Alas, we can't reply to email sent to individual staff members. If you have a question that is not confidential or personal, post it on the Ed Discussion forum! Responses are quicker and you'll also be helping others with the same question! To contact the teaching staff directly, come see us in office hours! If that is not possible, you can also email (non-technical questions) to the course staff list, cs124-aut2122-staff@lists.stanford.edu. If you have a matter to be discussed privately, come to office hours or use cs124-aut2122-staff@lists.stanford.edu to make an appointment. For grading questions, please talk to us after class or during office hours.

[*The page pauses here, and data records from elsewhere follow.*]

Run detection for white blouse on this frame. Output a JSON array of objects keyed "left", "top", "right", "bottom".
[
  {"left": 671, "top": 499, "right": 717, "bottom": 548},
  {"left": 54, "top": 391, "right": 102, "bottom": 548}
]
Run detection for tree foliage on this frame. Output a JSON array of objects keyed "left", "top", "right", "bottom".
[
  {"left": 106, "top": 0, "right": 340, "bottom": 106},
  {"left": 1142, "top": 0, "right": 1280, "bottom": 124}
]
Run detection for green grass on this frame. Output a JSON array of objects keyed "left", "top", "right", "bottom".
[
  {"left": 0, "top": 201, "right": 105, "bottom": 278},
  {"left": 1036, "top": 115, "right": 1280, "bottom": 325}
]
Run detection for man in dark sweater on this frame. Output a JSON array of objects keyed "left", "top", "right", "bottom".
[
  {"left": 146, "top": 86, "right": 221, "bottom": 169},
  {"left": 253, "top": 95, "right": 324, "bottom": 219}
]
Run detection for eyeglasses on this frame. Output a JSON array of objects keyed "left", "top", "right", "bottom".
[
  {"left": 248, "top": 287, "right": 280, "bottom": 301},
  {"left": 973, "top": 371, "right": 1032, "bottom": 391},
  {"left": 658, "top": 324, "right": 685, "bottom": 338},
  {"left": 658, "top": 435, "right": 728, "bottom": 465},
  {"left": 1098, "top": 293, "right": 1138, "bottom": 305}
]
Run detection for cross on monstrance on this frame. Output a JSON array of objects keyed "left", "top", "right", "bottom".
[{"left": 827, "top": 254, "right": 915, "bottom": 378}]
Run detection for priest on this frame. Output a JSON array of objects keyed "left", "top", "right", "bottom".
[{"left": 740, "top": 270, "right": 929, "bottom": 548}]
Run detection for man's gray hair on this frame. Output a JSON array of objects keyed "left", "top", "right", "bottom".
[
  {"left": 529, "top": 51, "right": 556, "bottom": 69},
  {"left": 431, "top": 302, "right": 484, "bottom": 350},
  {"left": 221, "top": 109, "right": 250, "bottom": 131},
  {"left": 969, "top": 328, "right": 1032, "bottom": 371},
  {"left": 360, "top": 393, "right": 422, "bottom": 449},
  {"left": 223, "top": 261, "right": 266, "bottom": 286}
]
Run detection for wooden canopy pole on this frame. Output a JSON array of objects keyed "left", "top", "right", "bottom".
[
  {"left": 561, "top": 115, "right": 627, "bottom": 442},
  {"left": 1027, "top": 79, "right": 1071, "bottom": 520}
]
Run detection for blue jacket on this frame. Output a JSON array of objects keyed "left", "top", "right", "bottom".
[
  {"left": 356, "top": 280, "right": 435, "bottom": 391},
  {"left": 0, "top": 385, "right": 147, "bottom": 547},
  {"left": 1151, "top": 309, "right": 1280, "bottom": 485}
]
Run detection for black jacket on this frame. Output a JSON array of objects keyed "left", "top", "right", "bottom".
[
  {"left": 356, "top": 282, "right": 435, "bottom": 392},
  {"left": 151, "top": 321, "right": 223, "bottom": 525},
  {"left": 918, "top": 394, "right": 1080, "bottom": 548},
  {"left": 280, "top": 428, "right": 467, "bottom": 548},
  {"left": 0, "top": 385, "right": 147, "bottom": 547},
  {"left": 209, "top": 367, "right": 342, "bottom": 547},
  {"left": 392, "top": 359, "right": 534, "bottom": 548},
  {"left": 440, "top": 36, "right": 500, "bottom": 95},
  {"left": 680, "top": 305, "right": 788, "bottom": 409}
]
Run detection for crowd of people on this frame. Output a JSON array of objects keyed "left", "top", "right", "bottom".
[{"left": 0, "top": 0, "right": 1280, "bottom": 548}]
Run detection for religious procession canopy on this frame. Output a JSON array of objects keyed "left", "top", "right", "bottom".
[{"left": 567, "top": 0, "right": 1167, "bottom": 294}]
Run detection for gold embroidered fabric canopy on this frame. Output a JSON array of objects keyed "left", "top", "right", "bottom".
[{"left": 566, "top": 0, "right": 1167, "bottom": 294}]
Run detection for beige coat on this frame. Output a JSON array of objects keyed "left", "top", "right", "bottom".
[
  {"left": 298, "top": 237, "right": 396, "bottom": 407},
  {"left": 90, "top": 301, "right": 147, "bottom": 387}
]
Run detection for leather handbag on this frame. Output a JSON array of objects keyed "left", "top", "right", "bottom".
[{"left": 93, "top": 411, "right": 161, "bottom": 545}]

Class announcements will be on Ed Discussion (although we will occasionally try Canvas and mailing lists). We will assume that everyone reads all announcements.

Honor Code

Since we occasionally reuse homeworks from previous years, we expect students not to copy, refer to, or look at the solutions in preparing their answers. It is an honor code violation to intentionally refer to a previous year's solutions. This applies both to the official solutions and to solutions that you or someone else may have written up in a previous year. It is also an honor code violation to find some way to look at the test set, or to interfere in any way with programming assignment scoring or tampering with the submit script.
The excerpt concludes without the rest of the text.